Review feedback addressed (this PR)

  • Extract duplicated concurrency error state reset into _reset_concurrency_state() helper (was duplicated in 3 places)
  • Fix stale docstring referencing "exception" key → now correctly documents "exception_type"
  • Move import os from function-level to module-level in simple_client.py
  • Use exception_type: type(e).__name__ instead of raw exception object (JSON-serializable, no internal leaks)
  • Off-by-one backoff already fixed (> not >=, allows all 5 retries)
  • Empty f-strings already fixed (plain strings, no Ruff F541)
  • Test mocks already return 3-tuples matching new signature
  • Planning concurrency guidance already implemented via planning_retry_context

Items from #1565 not carried over (already in develop)

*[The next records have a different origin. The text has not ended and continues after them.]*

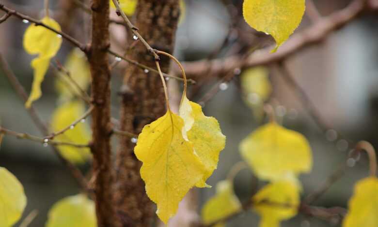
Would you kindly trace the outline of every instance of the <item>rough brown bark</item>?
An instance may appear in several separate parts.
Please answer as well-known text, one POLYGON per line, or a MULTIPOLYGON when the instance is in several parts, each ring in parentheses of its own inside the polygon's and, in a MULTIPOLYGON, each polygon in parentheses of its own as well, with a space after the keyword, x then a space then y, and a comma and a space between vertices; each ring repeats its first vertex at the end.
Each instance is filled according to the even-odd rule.
POLYGON ((112 183, 110 137, 110 79, 108 54, 109 47, 109 0, 92 1, 92 43, 87 52, 92 77, 92 94, 94 174, 96 214, 99 227, 114 226, 111 200, 112 183))
MULTIPOLYGON (((172 53, 179 15, 178 0, 141 0, 136 13, 142 36, 153 47, 172 53)), ((155 68, 153 56, 140 43, 131 57, 155 68)), ((170 59, 161 57, 162 70, 167 72, 170 59)), ((142 127, 163 115, 165 112, 164 90, 158 76, 130 66, 121 88, 123 94, 121 128, 138 134, 142 127)), ((123 227, 150 226, 155 206, 145 194, 139 170, 141 163, 133 153, 135 144, 129 138, 121 139, 117 154, 117 184, 115 201, 123 227)))

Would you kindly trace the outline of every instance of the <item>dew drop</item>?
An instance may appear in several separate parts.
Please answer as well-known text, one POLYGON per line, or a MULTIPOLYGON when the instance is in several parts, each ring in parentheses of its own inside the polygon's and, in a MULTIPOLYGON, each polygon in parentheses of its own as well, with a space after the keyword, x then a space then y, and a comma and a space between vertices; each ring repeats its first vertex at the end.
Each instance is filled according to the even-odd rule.
POLYGON ((345 140, 340 140, 336 143, 337 149, 341 151, 345 151, 348 149, 348 142, 345 140))
POLYGON ((348 166, 348 167, 354 167, 354 166, 356 165, 356 159, 352 157, 349 157, 349 158, 346 160, 346 165, 348 166))
POLYGON ((131 138, 130 141, 133 143, 136 143, 137 142, 138 142, 138 139, 133 137, 131 138))
POLYGON ((239 68, 236 68, 234 70, 234 74, 235 75, 239 75, 241 72, 241 70, 239 68))
POLYGON ((222 91, 225 91, 228 88, 228 85, 226 83, 222 83, 219 85, 219 89, 222 91))

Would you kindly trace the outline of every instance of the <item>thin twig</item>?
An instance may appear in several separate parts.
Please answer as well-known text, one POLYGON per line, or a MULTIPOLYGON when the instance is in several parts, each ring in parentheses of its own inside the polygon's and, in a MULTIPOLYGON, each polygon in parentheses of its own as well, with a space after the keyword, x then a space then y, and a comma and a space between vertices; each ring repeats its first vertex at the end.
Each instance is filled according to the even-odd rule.
MULTIPOLYGON (((4 75, 9 81, 12 87, 16 90, 16 93, 20 97, 21 100, 24 102, 26 102, 28 99, 28 95, 1 53, 0 53, 0 68, 2 69, 4 75)), ((39 117, 34 106, 32 105, 29 109, 27 109, 27 111, 34 124, 42 134, 45 135, 47 135, 48 129, 39 117)), ((70 162, 69 161, 66 159, 56 147, 54 146, 51 146, 51 147, 60 161, 70 170, 71 174, 76 180, 80 187, 87 191, 87 182, 80 170, 70 162)))
POLYGON ((127 16, 126 16, 126 14, 125 14, 123 10, 122 10, 119 5, 119 3, 118 3, 118 0, 112 0, 112 1, 113 3, 114 3, 115 8, 116 8, 116 13, 117 13, 117 15, 122 17, 122 18, 125 20, 125 22, 126 22, 126 24, 127 25, 127 27, 130 28, 130 29, 131 30, 131 31, 132 31, 133 33, 134 33, 134 35, 136 35, 137 37, 138 37, 138 38, 141 40, 143 44, 144 45, 144 46, 146 47, 146 48, 147 48, 147 50, 151 54, 152 54, 155 58, 155 60, 159 60, 159 59, 160 59, 159 58, 159 56, 158 55, 155 50, 151 47, 150 44, 147 43, 147 42, 144 40, 142 36, 139 34, 139 32, 138 31, 139 29, 138 28, 135 27, 131 23, 131 22, 130 21, 130 20, 128 19, 127 16))
POLYGON ((5 135, 15 136, 17 137, 18 139, 29 140, 31 141, 38 142, 40 142, 41 143, 50 144, 52 145, 53 146, 70 146, 78 148, 88 147, 89 146, 88 144, 79 144, 77 143, 74 143, 71 142, 53 141, 46 138, 43 138, 35 136, 32 136, 32 135, 29 135, 27 133, 15 132, 14 131, 12 131, 0 127, 0 133, 5 135))
POLYGON ((81 88, 81 87, 80 86, 78 83, 75 80, 74 80, 74 78, 73 78, 71 75, 71 72, 66 69, 65 69, 65 68, 64 68, 64 67, 62 65, 58 60, 56 60, 55 62, 57 63, 57 69, 58 71, 59 71, 63 72, 66 76, 67 76, 67 78, 68 79, 68 80, 71 83, 72 83, 74 86, 76 87, 76 89, 79 91, 81 96, 82 97, 82 99, 84 99, 84 100, 87 103, 90 103, 91 98, 89 97, 89 95, 81 88))
POLYGON ((81 116, 80 116, 79 119, 77 119, 74 122, 72 122, 72 124, 69 125, 69 126, 67 126, 66 127, 64 128, 63 129, 59 131, 56 132, 53 132, 51 133, 50 135, 45 137, 45 139, 48 139, 48 140, 52 140, 54 139, 54 137, 55 137, 56 136, 59 136, 59 135, 62 134, 65 132, 66 131, 73 128, 74 127, 75 127, 76 125, 79 123, 81 120, 86 118, 87 116, 89 116, 92 113, 92 111, 93 111, 94 107, 93 106, 91 106, 81 116))
MULTIPOLYGON (((70 43, 71 43, 73 45, 75 46, 77 46, 79 47, 82 51, 84 52, 85 53, 88 54, 88 48, 87 48, 87 46, 86 45, 84 45, 81 43, 80 43, 79 41, 78 41, 77 40, 75 39, 72 36, 70 36, 70 35, 67 34, 66 33, 59 31, 53 28, 51 28, 51 27, 44 24, 43 23, 41 22, 41 21, 36 20, 35 19, 34 19, 32 17, 31 17, 30 16, 27 16, 26 15, 24 15, 22 14, 21 14, 20 13, 17 12, 17 11, 15 10, 12 10, 11 9, 9 9, 9 8, 7 7, 6 6, 4 6, 2 4, 0 4, 0 10, 2 10, 3 11, 10 14, 11 15, 14 15, 16 16, 17 18, 20 20, 27 20, 29 21, 32 22, 35 24, 35 26, 41 26, 44 28, 46 28, 51 30, 51 31, 53 31, 56 34, 58 34, 59 35, 60 35, 62 36, 62 38, 63 39, 67 40, 70 43)), ((134 65, 141 69, 143 69, 143 70, 147 70, 149 71, 151 71, 152 72, 154 72, 154 73, 156 73, 158 75, 158 72, 156 70, 155 70, 151 67, 149 67, 147 66, 145 66, 144 65, 143 65, 142 64, 141 64, 139 62, 138 62, 136 61, 134 61, 133 60, 131 60, 128 58, 127 58, 126 57, 125 57, 121 56, 121 55, 117 54, 114 51, 110 50, 108 49, 107 52, 110 54, 115 57, 119 57, 120 58, 124 60, 124 61, 126 61, 130 64, 132 64, 133 65, 134 65)), ((164 76, 167 76, 168 77, 174 78, 177 80, 182 80, 182 79, 179 78, 176 76, 172 76, 171 75, 167 74, 166 73, 163 73, 164 76)), ((195 84, 195 81, 192 79, 189 79, 188 80, 188 82, 190 82, 192 84, 195 84)))

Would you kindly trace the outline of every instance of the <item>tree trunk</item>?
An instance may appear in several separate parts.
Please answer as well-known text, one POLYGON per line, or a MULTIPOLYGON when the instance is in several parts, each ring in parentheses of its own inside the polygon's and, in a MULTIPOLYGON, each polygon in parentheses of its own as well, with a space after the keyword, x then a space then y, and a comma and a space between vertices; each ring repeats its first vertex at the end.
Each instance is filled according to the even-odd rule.
MULTIPOLYGON (((179 15, 178 0, 140 0, 136 13, 136 24, 142 36, 154 48, 172 53, 179 15)), ((142 43, 130 56, 137 61, 155 68, 154 57, 142 43)), ((169 69, 170 59, 160 56, 163 71, 169 69)), ((121 88, 121 128, 139 133, 143 127, 163 115, 165 109, 164 90, 158 76, 134 66, 128 67, 121 88)), ((123 227, 150 226, 155 205, 145 193, 139 172, 142 163, 133 153, 130 138, 120 139, 116 161, 117 213, 123 227)))
POLYGON ((111 201, 112 183, 110 137, 110 75, 107 50, 109 47, 109 0, 92 2, 92 43, 87 56, 92 77, 92 94, 94 174, 98 227, 111 227, 115 216, 111 201))

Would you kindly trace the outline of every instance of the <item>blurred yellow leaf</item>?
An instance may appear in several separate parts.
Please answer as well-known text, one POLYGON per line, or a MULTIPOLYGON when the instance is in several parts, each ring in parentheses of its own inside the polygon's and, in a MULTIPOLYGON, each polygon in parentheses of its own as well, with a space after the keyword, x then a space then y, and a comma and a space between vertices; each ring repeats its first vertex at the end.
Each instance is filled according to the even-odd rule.
POLYGON ((24 187, 8 170, 0 167, 0 227, 12 226, 26 206, 24 187))
POLYGON ((251 27, 273 36, 275 52, 299 26, 305 8, 305 0, 244 0, 243 15, 251 27))
MULTIPOLYGON (((46 16, 42 19, 42 22, 61 31, 59 24, 53 19, 46 16)), ((42 26, 36 26, 32 24, 25 31, 24 48, 30 55, 39 55, 32 61, 32 67, 34 69, 34 80, 30 96, 25 103, 27 108, 30 108, 32 103, 41 97, 41 84, 48 68, 50 59, 55 56, 61 44, 61 37, 42 26)))
POLYGON ((378 226, 378 179, 367 177, 355 186, 343 227, 378 226))
POLYGON ((240 85, 246 104, 252 109, 253 115, 261 121, 264 116, 264 103, 272 92, 268 72, 265 67, 252 68, 240 75, 240 85))
POLYGON ((143 162, 141 175, 150 199, 158 205, 157 213, 167 223, 178 203, 206 170, 193 144, 183 136, 184 121, 168 110, 143 128, 134 153, 143 162))
MULTIPOLYGON (((131 15, 135 12, 135 9, 137 8, 138 0, 118 0, 119 6, 121 9, 125 13, 125 14, 127 15, 131 15)), ((112 0, 110 0, 110 4, 111 8, 115 9, 114 3, 112 0)))
MULTIPOLYGON (((228 180, 220 181, 217 184, 217 193, 204 205, 201 212, 205 225, 224 218, 237 212, 241 205, 234 192, 232 182, 228 180)), ((222 227, 220 223, 215 227, 222 227)))
POLYGON ((96 227, 94 203, 84 195, 66 197, 48 212, 46 227, 96 227))
POLYGON ((226 137, 222 134, 217 119, 205 116, 201 106, 189 101, 185 95, 179 112, 185 124, 188 139, 193 142, 194 150, 206 169, 203 180, 196 186, 206 186, 206 180, 217 169, 219 154, 225 145, 226 137))
MULTIPOLYGON (((87 57, 82 51, 78 48, 72 50, 68 55, 64 68, 70 72, 72 79, 81 89, 84 91, 88 89, 91 83, 91 71, 87 57)), ((61 74, 61 77, 67 78, 67 75, 63 72, 58 72, 58 73, 61 74)), ((79 88, 70 80, 66 79, 64 83, 62 79, 57 79, 55 81, 55 87, 62 101, 67 101, 73 97, 72 92, 67 87, 67 85, 75 94, 80 94, 79 88)))
POLYGON ((290 181, 278 181, 264 187, 252 198, 253 209, 260 216, 259 227, 278 227, 280 222, 295 216, 300 188, 290 181))
POLYGON ((301 134, 272 122, 257 128, 239 145, 243 158, 259 178, 275 181, 309 172, 311 149, 301 134))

  • auth.py multi-account keychain changes — already merged into develop via other PRs
  • AuthStatusIndicator.tsx — debug console.logs already removed in develop
  • App.tsx onboarding race condition — separate concern, not related to retry loop fix

Test plan

  • Verify agent handles 400 tool concurrency errors with exponential backoff
  • Verify agent prompt includes concurrency guidance after retry
  • Verify planning phase retries stay in planning mode on concurrency error
  • Verify agent gives up after 5 consecutive concurrency errors
  • Run existing test suite: pytest tests/test_issue_884_plan_schema.py -v

🤖 Generated with Claude Code

MikeeBuilds and others added 4 commits January 29, 2026 13:08
…0#1546)

- Add exponential backoff retry logic (2s, 4s, 8s, 16s, 32s) for 400 tool concurrency errors
- Add is_tool_concurrency_error() detection in session.py
- Update run_agent_session to return 3-tuple (status, response, error_info)
- Track consecutive concurrency errors (max 5 retries before marking subtask as stuck)
- Add error context to agent prompt instructing it to use one tool at a time
- Fix: Reset first_run=True on planning concurrency errors to retry planning
- Update test mocks for run_agent_session 3-tuple return type
- Update test mocks for get_token_from_keychain config_dir parameter

Co-Authored-By: Claude Opus 4.5 <[email protected]>
Avoids JSON serialization issues and potential internal leaks when
error_info is logged or sent via IPC.

Co-Authored-By: Claude Opus 4.5 <[email protected]>
- Extract duplicated concurrency error reset logic into _reset_concurrency_state() helper
- Fix stale docstring referencing "exception" key (now "exception_type")
- Move `import os` to module level in simple_client.py

Co-Authored-By: Claude Opus 4.5 <[email protected]>
@MikeeBuilds
Copy link
Collaborator Author

Hey @AndyMik90 — this PR supersedes #1565.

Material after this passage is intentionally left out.